El llanto del desierto

Nada más llegar a Marrakech, el misionero decidió que pasearía todas las mañanas por el desierto que comenzaba al borde de la ciudad. En su primera caminata se fijó en un hombre que estaba tumbado en la arena, con una mano acariciando el suelo y con la oreja pegada a la tierra.

Está loco , se dijo a sí mismo. Pero la escena se repetía a diario y, al cabo de un mes, intrigado ante aquel extraño comportamiento, resolvió abordar finalmente al extraño. Con mucha dificultad, ya que aún no hablaba bien el árabe, se arrodilló a su lado y le preguntó.

-¿Qué haces?

-Le hago compañía al desierto y lo consuelo de su soledad y de sus lágrimas.

-No sabía que el desierto pudiese llorar.

-Llora todos los días, pues sueña con serle un día útil al hombre transformándose en un inmenso jardín en el que puedan cultivarse cereales y flores y criarse carneros.

-Dile entonces al desierto que ya está cumpliendo bien su misión -comentó el misionero-, pues cada vez que paseo por aquí comprendo la verdadera dimensión del ser humano al ver, frente a este gran espacio abierto, lo pequeños que somos frente a Dios.Cuando miro sus arenas, imagino los millones de personas que hay en el mundo, que fueron engendradas iguales, pero que no siempre son tratadas con la misma justicia. Sus montañas me ayudan a meditar. Al ver el Sol saliendo por el horizonte, mi alma se llena de alegría y me aproximo al Creador.

El misionero dejó al hombre y retornó a sus quehaceres diarios. Cuál no sería su sorpresa cuando, a la mañana siguiente, encontró al hombre en el mismo lugar y en la misma posición.

-¿Le comentaste al desierto lo que te dije? -preguntó.

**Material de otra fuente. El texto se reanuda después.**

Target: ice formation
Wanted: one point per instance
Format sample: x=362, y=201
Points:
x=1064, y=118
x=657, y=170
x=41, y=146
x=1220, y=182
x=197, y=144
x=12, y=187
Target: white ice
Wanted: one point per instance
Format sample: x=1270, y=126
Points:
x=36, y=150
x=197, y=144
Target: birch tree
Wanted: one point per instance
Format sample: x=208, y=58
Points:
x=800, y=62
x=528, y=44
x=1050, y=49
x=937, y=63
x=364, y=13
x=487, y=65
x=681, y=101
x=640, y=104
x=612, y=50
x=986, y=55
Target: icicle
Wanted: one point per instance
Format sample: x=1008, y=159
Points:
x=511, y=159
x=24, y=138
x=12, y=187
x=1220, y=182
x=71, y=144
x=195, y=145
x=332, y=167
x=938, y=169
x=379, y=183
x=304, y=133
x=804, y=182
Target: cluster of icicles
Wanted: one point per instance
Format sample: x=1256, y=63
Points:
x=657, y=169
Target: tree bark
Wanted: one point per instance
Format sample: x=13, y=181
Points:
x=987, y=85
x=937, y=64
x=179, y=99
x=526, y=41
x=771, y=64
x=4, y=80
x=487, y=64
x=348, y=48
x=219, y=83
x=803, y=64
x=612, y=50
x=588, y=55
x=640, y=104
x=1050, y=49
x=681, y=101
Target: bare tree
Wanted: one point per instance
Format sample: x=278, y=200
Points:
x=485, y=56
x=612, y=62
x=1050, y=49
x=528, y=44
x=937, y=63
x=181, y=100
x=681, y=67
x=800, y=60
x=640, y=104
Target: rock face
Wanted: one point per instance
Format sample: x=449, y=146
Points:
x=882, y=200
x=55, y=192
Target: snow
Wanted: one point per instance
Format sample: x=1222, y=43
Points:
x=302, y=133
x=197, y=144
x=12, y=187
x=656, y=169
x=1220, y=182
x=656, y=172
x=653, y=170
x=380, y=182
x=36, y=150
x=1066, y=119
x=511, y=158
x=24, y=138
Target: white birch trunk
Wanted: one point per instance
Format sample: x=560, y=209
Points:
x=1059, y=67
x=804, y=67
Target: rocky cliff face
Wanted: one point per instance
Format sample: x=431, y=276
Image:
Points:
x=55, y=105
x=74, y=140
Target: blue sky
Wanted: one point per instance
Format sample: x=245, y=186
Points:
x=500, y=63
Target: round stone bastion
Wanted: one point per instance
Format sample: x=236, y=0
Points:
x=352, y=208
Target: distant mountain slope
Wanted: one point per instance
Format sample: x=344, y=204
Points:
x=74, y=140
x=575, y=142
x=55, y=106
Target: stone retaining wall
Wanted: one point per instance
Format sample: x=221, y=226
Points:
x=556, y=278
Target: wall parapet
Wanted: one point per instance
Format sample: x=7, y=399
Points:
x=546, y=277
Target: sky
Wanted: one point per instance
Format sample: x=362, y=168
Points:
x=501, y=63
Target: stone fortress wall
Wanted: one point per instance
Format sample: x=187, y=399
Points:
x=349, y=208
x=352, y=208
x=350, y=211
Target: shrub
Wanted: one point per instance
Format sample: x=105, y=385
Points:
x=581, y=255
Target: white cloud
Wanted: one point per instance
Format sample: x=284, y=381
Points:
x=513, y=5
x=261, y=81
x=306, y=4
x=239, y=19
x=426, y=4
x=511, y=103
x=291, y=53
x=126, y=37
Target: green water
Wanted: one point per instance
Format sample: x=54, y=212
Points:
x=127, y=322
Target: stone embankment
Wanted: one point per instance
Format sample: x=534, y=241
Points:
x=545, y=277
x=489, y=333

El hombre asintió con la cabeza.

-¿Y, aun así, él sigue llorando?

-Logro escuchar cada uno de sus sollozos. Ahora llora porque pasó miles y miles de años creyendo que era completamente inútil y desperdició todo este tiempo blasfemando contra Dios y contra su destino.

-En ese caso, cuéntale que el ser humano, a pesar de tener una vida mucho más corta, también pasa muchos de sus días pensando que es inútil. Raramente descubre la razón de su destino y piensa que Dios fue injusto con él. Cuando llega el momento en que, por fin, algún acontecimiento le muestra por qué vino al mundo, le parece que es demasiado tarde para cambiar de vida y continúa sufriendo. Y, al igual que el desierto, se culpa por todo el tiempo que perdió.

-No sé si el desierto escuchará -dijo el hombre-. Ya está acostumbrado al dolor y no consigue ver las cosas de otra manera.

-Entonces vamos a hacer lo que siempre hago cuando siento que las personas han perdido la esperanza. vamos a rezar.

Los dos se arrodillaron y rezaron. Uno se volvió en dirección a la Meca porque era musulmán; el otro juntó las manos en posición orante, pues era católico. Cada uno le rezó a su Dios, que siempre ha sido el mismo Dios, aunque las personas hayan insistido en ponerle nombres diferentes.

Al día siguiente, cuando el misionero emprendió su caminata matinal, el hombre ya no se encontraba donde siempre. En el lugar donde solía abrazar la arena, el suelo parecía mojado, pues allí había surgido una pequeña fuente. Durante los meses siguientes, esta fuente creció y los habitantes de la ciudad acabaron construyendo un pozo en este lugar.

Los beduinos lo llaman el Pozo de las Lágrimas del Desierto. Dicen que todo aquel que beba de su agua logrará transformar el motivo de su sufrimiento en la razón de su alegría y acabará encontrando su verdadero destino.